A. Temyiz Yoluna Başvuranlar

Bölge Adliye Mahkemesinin yukarıda belirtilen kararına karşı süresi içinde ... hariç davacılar vekili ile davalı ... ve ... vekili temyiz isteminde bulunmuştur.

B. Temyiz Sebepleri

1.... hariç davacılar temyiz dilekçelerinde özetle, kendileri hakkında verilen kararın kesinleşmiş olmasına rağmen aleyhlerine olacak şekilde vekalet ücretine hükmedildiğini, eski karardaki 43.455,25 TL vekalet ücretinin miras payları ile orantılı olacak şekide hükmedilmesi gerektiğini, temyiz taleplerinin değer yönünden reddine karar verilmesinin hatalı olduğunu, temlikin muvazaalı olduğunun kabul edildiğini, temyiz kesinlik sınırının dava açıldığı tarihe göre değerlendirilmesi gerektiğini, mahkemenin kanaat edinecek kadar tanık dinlediğini, ara maliklerden Halil'in de muvazaayı kabul ettiğini ileri sürerek kararın bozulmasını ve davalıların temyiz itirazlarının reddini istemişlerdir.

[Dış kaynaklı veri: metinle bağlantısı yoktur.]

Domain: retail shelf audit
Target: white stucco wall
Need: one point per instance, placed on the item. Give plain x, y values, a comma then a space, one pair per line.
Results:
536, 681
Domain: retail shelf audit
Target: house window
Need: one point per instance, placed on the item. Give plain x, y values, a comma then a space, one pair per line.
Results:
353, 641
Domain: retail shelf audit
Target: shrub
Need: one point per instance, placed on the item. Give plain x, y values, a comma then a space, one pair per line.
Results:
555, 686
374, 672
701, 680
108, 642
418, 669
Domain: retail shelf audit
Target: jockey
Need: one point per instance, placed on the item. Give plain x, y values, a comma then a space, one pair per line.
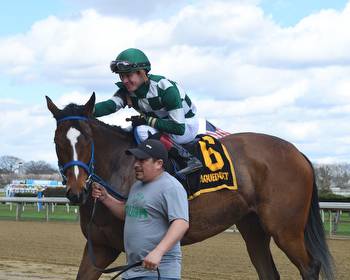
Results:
167, 112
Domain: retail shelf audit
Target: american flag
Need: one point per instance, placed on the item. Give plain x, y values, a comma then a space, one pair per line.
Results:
214, 131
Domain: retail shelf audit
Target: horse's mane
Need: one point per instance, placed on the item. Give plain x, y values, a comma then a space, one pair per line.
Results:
73, 109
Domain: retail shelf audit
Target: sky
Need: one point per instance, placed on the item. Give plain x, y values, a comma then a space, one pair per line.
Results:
277, 67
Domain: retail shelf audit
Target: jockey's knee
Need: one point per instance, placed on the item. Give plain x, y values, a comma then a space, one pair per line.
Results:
142, 132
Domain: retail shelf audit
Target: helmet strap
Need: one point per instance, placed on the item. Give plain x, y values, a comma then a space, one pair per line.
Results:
144, 76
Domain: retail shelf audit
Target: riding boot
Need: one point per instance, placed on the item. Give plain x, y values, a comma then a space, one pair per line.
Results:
179, 153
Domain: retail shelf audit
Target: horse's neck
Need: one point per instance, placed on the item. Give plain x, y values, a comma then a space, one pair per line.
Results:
111, 162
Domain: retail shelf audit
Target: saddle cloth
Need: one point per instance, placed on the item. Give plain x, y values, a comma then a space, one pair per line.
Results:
217, 172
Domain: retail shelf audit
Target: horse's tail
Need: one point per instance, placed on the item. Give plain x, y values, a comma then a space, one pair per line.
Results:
314, 236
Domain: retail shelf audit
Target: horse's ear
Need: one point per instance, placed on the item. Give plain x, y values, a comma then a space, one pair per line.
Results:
90, 105
52, 107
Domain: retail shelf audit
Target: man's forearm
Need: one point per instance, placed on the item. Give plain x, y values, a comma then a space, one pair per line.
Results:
117, 207
175, 232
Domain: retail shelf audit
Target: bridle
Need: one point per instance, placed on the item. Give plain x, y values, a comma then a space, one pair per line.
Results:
89, 167
93, 177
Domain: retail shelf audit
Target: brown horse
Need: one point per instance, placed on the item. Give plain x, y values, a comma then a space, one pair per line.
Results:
276, 196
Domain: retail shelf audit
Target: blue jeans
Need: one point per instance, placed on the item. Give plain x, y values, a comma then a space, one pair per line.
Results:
151, 278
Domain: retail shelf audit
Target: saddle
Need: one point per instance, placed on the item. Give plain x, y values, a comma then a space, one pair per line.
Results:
217, 172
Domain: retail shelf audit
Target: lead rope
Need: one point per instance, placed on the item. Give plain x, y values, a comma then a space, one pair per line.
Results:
121, 268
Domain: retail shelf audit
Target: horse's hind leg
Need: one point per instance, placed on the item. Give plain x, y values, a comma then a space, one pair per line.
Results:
258, 246
292, 243
104, 256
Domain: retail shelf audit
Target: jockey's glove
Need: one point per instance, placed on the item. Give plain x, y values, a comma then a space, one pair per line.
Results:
137, 120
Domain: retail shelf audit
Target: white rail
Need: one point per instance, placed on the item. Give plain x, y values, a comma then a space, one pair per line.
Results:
20, 201
34, 199
335, 205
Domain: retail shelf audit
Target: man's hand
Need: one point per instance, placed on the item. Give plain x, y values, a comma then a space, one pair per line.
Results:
99, 192
137, 120
152, 260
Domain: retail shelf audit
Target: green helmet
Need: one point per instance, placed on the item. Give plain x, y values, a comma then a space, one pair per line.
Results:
130, 60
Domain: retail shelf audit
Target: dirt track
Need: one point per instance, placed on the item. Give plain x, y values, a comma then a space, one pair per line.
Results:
33, 250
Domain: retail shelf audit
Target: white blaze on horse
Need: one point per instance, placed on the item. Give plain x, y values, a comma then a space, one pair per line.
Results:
276, 196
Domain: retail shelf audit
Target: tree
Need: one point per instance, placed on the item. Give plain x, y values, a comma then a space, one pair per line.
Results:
323, 178
39, 167
9, 164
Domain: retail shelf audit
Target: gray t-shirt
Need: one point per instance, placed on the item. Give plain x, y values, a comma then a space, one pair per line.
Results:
149, 210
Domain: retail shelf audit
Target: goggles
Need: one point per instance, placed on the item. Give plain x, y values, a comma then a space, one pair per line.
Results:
119, 66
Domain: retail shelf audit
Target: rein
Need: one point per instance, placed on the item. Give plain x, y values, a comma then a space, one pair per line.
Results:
121, 268
90, 167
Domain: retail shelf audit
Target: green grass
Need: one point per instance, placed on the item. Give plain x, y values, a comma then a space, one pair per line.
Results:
31, 213
343, 226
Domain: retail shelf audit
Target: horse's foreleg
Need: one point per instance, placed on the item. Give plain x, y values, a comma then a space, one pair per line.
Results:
104, 256
258, 246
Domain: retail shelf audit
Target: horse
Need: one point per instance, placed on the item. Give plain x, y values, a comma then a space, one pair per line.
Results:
276, 197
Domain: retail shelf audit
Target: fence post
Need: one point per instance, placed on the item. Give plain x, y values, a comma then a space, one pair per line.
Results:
18, 211
330, 223
47, 211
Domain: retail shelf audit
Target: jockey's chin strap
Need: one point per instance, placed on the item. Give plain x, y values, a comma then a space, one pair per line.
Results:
90, 167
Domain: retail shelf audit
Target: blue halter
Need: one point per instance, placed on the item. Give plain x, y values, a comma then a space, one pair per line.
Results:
89, 168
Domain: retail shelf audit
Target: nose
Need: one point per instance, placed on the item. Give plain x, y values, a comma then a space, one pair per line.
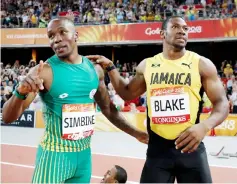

2.Davalı ... ve ... temyiz dilekçelerinde özetle; 107 ada 7 parsel sayılı taşınmaz yönünden taksim iddiası olmadığını, bedeli ile satın alındığını, dinlenilmeyen tanıkların da bu nedenle dinlenileceğini, özelikle tanık ...'ün taşınmazın bedelinin iki kez alındığı yönünde tanıklık yapacağını, bildirdikleri 9 tanıktan 6 tanesinin dinlenildiğni, hukuki dinlenilme hakkının ihlal edildiğini, ...'in kayıt maliki olmadığını, onun yönünden davanın pasif husumet yokluğundan reddine karar verilmesini istemişlerdir.

C. Gerekçe

1. Uyuşmazlık ve Hukuki Nitelendirme

Dava, muris muvazaası hukuki nedenine dayalı tapu iptali ve tescili, olmazsa tenkis istemine ilişkindir.

2. İlgili Hukuk

01.04.1974 tarih 1/2 sayılı İçtihadı Birleştirme Kararı; Türk Medeni Kanunu'nun (TMK) 706 ncı, Türk Borçlar Kanunu'nun 237 nci ve Tapu Kanunu'nun 26 ncı maddeleri.

3. Değerlendirme

1. Temyizen incelenen Bölge Adliye Mahkemesi kararının bozmaya uygun olduğu, kararda ve kararın gerekçesinde hukuk kurallarının somut olaya uygulanmasında bir isabetsizlik bulunmadığı, bozmaya uyulmakla karşı taraf yararına kazanılmış hak durumunu oluşturan yönlerin ise yeniden incelenmesine hukukça imkân bulunmadığı anlaşılmakla; davalı ... ve ... vekilinin tüm temyiz itirazları; ... hariç davacılar vekilinin ise aşağıdaki bent kapsamı dışında kalan temyiz itirazları yerinde görülmemiştir.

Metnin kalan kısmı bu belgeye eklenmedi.